If Beijing were to use force against Taiwan as a way to push Washington to make concessions, Taiwan would turn from a chess piece to an “abandoned son” and ultimately a sacrifice, he said.
Although Tsai in January said in a BBC interview that invading Taiwan would be “very costly” for China, Ma said that the Ministry of National Defense’s think tank in 2018 published an analysis asserting that the Chinese People’s Liberation Army would win a hypothetical conflict swiftly before the US could send reinforcements, making the “first battle the last.”
Although Washington in the past few years has passed a string of Taiwan-friendly legislation, including the Taiwan Travel Act, the National Defense Authorization Act and the Taiwan Allies International Protection and Enhancement Initiative (TAIPEI) Act, they are largely perceived as “lip service,” and are no guarantee that the US would come to the nation’s aid in the event of a Chinese invasion, Ma said.
The bottom line is that the Tsai administration should not take sides in affairs between the US and China, but work to achieve a balance in its international relations to serve the nation’s best interest, he said.
Huang disputed Ma’s claims that only by endorsing the “1992 consensus” could the nation prevent war, saying that accepting it is equal to accepting Beijing’s “one China” principle, which would belittle the nation and is resolutely opposed by a majority of the public.
Whether Ma’s remarks stemmed from nostalgia or a lack of understanding of international affairs, equating the protection of sovereignty with courting war is highly inappropriate, and such assertions would not win public support, Huang said.

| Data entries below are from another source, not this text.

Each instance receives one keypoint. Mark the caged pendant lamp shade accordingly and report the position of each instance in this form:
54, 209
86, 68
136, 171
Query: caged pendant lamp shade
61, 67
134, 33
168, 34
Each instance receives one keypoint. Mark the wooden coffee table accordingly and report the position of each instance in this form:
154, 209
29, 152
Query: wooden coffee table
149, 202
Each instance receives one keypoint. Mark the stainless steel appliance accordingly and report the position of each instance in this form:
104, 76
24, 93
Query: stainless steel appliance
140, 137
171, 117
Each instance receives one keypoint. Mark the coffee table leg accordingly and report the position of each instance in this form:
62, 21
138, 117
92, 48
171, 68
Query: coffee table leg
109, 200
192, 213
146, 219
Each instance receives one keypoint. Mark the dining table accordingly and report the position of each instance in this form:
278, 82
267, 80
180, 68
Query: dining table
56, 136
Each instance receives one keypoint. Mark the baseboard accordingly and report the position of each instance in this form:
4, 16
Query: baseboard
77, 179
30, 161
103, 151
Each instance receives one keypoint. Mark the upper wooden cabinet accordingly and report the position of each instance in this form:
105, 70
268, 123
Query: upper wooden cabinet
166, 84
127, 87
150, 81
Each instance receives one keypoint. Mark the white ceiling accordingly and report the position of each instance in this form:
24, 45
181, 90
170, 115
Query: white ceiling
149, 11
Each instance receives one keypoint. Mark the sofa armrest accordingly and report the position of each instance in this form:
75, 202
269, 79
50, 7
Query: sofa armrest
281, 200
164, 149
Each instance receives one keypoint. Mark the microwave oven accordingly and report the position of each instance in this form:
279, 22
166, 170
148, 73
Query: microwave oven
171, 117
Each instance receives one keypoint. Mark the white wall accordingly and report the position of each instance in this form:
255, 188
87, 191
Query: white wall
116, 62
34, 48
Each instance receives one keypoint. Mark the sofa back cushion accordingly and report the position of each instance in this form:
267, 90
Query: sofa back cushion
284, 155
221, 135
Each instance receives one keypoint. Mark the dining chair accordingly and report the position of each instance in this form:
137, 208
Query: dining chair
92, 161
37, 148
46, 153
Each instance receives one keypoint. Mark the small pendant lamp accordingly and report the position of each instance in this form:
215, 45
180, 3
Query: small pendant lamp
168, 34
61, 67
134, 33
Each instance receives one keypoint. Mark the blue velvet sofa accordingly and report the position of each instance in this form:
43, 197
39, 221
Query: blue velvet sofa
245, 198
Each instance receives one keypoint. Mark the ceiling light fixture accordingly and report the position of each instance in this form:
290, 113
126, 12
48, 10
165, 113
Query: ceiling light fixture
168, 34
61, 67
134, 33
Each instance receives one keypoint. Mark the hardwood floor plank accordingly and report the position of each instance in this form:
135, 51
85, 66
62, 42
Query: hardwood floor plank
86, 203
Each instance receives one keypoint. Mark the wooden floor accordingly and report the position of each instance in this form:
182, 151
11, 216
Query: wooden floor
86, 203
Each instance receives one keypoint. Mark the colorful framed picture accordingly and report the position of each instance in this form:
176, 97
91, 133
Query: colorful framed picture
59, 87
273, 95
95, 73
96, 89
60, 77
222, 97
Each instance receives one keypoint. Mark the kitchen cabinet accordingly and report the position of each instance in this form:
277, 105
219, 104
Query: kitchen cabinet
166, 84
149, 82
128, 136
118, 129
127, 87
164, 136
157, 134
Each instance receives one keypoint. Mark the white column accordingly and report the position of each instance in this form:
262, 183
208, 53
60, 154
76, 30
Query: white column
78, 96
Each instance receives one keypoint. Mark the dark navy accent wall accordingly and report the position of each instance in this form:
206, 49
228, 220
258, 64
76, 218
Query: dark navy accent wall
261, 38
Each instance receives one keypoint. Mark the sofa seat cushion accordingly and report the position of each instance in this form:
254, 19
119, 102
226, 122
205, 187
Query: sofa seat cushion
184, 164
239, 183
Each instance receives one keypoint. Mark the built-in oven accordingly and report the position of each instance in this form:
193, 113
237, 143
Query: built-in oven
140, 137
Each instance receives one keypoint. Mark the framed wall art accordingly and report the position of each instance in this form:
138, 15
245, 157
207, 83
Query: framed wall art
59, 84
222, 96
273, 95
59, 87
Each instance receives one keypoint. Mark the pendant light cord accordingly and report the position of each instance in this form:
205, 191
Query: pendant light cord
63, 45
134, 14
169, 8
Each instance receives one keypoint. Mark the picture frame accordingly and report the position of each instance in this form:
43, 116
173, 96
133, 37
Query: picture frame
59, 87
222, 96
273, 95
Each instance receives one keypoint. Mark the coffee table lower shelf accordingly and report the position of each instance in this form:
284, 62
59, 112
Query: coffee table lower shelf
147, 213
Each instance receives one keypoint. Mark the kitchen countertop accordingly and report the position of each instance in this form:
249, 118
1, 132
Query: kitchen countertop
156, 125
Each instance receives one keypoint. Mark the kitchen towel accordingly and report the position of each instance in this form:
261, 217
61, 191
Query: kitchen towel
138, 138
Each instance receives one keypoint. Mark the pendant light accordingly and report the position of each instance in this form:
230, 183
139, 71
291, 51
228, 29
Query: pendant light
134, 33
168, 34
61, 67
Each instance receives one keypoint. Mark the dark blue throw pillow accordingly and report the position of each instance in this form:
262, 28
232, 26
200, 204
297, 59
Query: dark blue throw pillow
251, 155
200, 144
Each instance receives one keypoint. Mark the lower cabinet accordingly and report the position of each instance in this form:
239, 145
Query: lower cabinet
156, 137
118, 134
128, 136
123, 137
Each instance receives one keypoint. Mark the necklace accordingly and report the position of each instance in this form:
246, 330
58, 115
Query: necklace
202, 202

In the face of China’s oppression, the nation should not relinquish its sovereignty, democracy or freedom, but rise up against an autocracy by uniting its people in soliciting international support, he added.

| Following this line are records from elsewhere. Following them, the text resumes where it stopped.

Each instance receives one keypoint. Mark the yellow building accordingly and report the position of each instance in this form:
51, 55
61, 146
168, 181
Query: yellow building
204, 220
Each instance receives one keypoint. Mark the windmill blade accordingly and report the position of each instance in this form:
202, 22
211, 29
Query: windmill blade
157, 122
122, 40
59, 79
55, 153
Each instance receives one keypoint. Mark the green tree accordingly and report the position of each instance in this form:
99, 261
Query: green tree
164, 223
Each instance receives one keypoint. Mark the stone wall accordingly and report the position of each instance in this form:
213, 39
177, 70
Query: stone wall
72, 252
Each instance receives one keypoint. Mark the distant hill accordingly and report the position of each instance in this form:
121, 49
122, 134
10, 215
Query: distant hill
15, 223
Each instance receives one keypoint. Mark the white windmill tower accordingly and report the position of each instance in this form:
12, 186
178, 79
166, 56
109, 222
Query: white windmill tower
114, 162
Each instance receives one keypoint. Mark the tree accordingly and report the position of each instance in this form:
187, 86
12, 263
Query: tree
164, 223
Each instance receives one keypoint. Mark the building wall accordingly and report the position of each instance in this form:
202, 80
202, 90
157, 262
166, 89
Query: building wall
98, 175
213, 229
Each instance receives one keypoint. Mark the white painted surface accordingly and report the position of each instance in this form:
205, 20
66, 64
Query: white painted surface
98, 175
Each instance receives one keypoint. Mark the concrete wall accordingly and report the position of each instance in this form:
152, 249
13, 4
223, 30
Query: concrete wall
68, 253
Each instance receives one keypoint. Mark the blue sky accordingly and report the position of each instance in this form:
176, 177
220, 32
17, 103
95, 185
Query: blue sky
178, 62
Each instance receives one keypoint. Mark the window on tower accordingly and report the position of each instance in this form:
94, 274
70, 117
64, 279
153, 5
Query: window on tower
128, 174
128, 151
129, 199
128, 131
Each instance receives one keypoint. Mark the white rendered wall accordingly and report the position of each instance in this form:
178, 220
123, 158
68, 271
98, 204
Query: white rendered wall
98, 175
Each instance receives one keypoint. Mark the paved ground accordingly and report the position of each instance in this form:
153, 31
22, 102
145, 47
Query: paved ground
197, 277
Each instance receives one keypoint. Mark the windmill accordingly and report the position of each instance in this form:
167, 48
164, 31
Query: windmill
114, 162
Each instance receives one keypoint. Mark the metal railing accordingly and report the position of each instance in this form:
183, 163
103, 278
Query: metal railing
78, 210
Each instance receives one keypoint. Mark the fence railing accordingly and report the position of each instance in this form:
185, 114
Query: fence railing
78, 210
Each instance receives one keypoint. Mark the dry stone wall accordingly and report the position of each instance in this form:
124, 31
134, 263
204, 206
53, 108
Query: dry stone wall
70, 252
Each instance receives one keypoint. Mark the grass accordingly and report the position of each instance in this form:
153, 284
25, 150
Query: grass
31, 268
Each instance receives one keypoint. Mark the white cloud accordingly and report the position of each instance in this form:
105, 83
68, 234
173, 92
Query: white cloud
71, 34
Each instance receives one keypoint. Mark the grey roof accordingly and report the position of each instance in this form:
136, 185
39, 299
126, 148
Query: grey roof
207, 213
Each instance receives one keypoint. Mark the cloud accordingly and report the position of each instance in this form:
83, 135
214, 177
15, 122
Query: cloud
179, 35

Separately, Executive Yuan spokesman Ting Yi-ming (丁怡銘) said it was perplexing that a former president would collude with China to terrorize the public with war and tout a trumped-up “1992 consensus.”
The Mainland Affairs Council yesterday said that the KMT is clinging to the “1992 consensus” because of its failure to recognize the CCP’s scheme to invade the nation and expand its hegemony, and its inability to see that acknowledging the “1992 consensus” would surrender the nation’s sovereignty is dangerous.

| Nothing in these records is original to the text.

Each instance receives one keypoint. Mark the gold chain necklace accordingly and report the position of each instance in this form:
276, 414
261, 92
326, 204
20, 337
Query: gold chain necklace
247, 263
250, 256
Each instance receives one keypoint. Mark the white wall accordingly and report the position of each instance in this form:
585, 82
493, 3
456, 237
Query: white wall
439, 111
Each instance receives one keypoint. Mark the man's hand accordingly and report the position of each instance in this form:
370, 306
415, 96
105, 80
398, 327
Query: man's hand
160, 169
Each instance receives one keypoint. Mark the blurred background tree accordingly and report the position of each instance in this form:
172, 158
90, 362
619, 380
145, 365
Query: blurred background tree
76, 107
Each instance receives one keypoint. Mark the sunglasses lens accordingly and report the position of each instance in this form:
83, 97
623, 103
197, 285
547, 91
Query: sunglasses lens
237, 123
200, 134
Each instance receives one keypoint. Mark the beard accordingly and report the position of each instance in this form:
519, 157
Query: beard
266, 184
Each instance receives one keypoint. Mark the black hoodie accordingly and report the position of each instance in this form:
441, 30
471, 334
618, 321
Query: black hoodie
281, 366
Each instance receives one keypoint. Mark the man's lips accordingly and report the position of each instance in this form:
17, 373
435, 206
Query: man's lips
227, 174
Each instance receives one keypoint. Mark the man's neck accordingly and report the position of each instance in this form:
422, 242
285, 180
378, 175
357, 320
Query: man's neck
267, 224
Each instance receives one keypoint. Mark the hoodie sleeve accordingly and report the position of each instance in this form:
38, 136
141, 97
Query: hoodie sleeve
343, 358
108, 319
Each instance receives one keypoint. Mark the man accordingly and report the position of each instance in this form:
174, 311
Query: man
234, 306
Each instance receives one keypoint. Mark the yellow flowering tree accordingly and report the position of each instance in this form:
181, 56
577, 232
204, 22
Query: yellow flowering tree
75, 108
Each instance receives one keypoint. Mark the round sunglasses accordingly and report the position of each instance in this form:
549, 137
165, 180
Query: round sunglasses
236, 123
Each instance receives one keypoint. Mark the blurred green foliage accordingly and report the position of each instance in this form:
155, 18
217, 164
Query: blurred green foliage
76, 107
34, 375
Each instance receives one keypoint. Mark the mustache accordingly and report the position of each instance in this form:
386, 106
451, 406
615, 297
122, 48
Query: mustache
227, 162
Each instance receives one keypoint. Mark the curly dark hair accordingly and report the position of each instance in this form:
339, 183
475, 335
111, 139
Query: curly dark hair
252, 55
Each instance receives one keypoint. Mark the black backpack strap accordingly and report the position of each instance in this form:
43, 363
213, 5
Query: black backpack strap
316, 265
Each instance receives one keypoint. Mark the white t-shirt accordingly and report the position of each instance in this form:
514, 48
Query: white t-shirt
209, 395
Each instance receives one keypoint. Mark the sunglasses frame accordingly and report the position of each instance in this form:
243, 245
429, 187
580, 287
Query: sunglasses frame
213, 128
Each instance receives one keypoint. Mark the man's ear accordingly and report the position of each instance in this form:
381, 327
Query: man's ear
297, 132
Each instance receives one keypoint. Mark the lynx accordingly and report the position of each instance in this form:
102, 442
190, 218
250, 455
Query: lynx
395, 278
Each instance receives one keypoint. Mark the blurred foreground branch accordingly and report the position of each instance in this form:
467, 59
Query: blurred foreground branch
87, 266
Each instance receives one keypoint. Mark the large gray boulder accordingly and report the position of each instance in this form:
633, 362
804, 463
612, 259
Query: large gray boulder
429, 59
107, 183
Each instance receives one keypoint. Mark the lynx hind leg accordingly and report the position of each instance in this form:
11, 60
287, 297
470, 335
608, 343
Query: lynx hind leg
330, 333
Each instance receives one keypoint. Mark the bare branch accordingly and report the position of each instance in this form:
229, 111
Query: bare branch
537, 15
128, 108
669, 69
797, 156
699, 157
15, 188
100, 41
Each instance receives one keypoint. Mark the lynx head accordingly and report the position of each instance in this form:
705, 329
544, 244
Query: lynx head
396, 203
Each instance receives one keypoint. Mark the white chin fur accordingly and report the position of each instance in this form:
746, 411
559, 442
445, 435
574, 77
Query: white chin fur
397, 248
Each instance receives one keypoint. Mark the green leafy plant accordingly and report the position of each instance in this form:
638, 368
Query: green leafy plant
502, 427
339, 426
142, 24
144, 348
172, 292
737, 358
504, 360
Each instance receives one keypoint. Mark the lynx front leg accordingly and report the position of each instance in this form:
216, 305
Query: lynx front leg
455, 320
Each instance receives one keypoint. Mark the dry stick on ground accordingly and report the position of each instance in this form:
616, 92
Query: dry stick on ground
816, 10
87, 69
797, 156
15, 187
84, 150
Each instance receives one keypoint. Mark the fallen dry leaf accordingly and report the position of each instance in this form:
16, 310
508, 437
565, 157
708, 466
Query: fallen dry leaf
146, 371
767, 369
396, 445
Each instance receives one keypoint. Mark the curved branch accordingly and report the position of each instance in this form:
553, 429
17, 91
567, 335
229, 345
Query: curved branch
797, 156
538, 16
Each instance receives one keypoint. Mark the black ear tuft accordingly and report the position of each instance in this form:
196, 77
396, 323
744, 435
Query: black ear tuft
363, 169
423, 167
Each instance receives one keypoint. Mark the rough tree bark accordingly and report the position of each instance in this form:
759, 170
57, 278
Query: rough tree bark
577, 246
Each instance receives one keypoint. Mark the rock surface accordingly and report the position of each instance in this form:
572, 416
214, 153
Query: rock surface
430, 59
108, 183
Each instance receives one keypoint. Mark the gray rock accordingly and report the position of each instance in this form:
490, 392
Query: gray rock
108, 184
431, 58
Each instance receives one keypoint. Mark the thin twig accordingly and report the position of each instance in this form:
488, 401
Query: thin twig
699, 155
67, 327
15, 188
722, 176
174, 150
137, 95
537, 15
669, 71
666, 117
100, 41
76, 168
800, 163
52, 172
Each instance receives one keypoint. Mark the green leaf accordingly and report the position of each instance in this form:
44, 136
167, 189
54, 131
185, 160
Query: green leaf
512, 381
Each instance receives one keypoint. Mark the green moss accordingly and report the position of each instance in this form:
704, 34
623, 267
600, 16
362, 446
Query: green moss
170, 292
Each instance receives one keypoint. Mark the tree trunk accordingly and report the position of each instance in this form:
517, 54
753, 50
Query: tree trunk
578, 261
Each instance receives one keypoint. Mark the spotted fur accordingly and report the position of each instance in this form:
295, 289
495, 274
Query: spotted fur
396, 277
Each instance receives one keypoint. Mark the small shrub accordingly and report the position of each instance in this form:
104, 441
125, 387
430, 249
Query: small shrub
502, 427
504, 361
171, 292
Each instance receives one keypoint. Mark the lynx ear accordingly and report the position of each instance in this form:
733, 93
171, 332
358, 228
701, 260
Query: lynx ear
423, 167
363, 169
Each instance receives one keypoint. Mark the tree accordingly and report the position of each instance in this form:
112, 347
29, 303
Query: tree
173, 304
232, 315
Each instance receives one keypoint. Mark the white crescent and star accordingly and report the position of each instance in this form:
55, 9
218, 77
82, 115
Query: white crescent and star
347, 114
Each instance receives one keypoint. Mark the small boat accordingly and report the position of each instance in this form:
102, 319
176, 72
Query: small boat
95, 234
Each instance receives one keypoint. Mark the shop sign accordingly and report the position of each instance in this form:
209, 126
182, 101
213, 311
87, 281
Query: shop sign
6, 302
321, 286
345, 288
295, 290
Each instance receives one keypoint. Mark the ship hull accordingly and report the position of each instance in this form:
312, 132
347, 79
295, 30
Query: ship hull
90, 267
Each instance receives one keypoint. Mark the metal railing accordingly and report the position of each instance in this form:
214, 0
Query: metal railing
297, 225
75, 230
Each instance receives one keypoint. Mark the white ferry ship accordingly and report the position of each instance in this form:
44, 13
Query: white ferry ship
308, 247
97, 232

The Ministry of Foreign Affairs also expressed regret that Ma, as well as Su, who made similar comments at the forum, invalidated the nation’s defense and diplomatic efforts.
Ma and Su are trying to isolate Taiwan from wider global relations and push the nation closer to China, but their “defeatist” arguments have deviated from the mainstream opinions of the public, the ministry said.
It said that Chinese expansionism has caused escalating tensions in the East China Sea, the Taiwan Strait, the South China Sea and on the China-India border, and threatens democratic countries.
As a responsible member of the world, the government prioritizes the need to safeguard democracy and sovereignty, while continuing to work with Taiwanese to defend national security, it added.
In response to the criticism from the Democratic Progressive Party-led (DPP) government, Ma Ying-jeou Foundation director Hsiao Hsu-tsen (蕭旭岑) yesterday called on the DPP leadership to stop returning to its old trick of labeling its critics “pro-China” and leveling made-up charges.
Rather, it should address the views of international observers on the situation in the Taiwan Strait, he said.